Малюмон даже не улыбнулся, услышав комплимент. Он смотрел на Лудивину все тем же ледяным взглядом.
– Разумеется, все останется между нами, – добавила она.
Психиатр сплел пальцы под подбородком и слегка качнул головой в знак согласия.
– Не ждите от меня версий, основанных на нерушимых доказательствах, – холодно произнес он.
– Сейчас нам любые версии пригодятся…
Двое жандармов встали, и Лудивина первая пошла к двери. Она хотела еще попросить у дежурного в приемной список персонала клиники, но директор окликнул ее на пороге кабинета:
– Я не могу открыть вам доступ к медицинским картам и списку пациентов – это будет нарушением профессиональной этики, но помнится, вы спрашивали про их посетителей. Рекомендую вам на выезде с территории заглянуть в сторожку и сделать пару фотокопий. Сторож не врач, и у него записаны имена всех гостей, побывавших здесь.

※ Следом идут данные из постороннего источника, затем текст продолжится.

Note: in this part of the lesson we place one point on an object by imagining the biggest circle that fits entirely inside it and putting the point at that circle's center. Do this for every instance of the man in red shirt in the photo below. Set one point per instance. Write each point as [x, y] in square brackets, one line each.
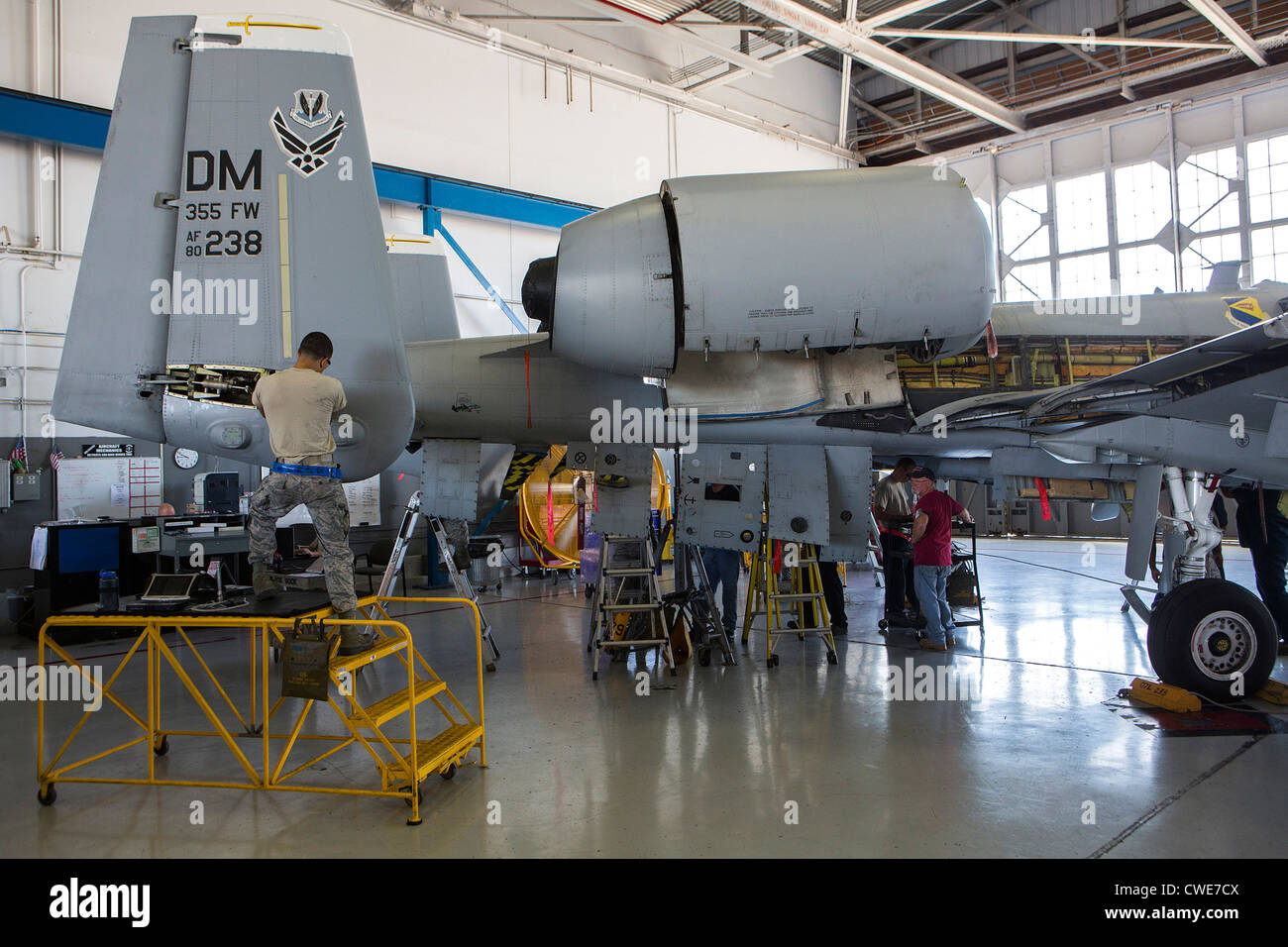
[932, 557]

На этот раз в голубых глазах поблескивал не лед, а искорка интереса.
Лудивина возликовала: Малюмон уже вступил в игру, и эта игра его захватила.
36
36
Страх спаял их намертво.
Мужчина и женщина – совсем молодые, нет и тридцати, – прижались друг к другу, вцепившись скрюченными, парализованными пальцами в одежду изо всех сил, словно боялись выпустить хоть молекулу.
Выпирающие жилы на шее у обоих походили на струны рояля, натянутые до звона. Губы задрались, обнажив бледные десны, и в сероватом предгрозовом свете, просеянном густой листвой, отблескивали зубы. Вытаращенные от страха глаза казались огромными, а зрачки расширились до невероятных размеров, словно последнее, на что они смотрели, разверзло два колодца во тьму, прежде чем выпить их самих до дна. Лица исказились и застыли навсегда в безмолвном крике.
Стоя возле мертвой пары, Лудивина поежилась – от этих людей исходил панический ужас. Они взглянули в лицо самой смерти, поняли, что все кончено, и то, что они увидели в последние секунды жизни, их уничтожило.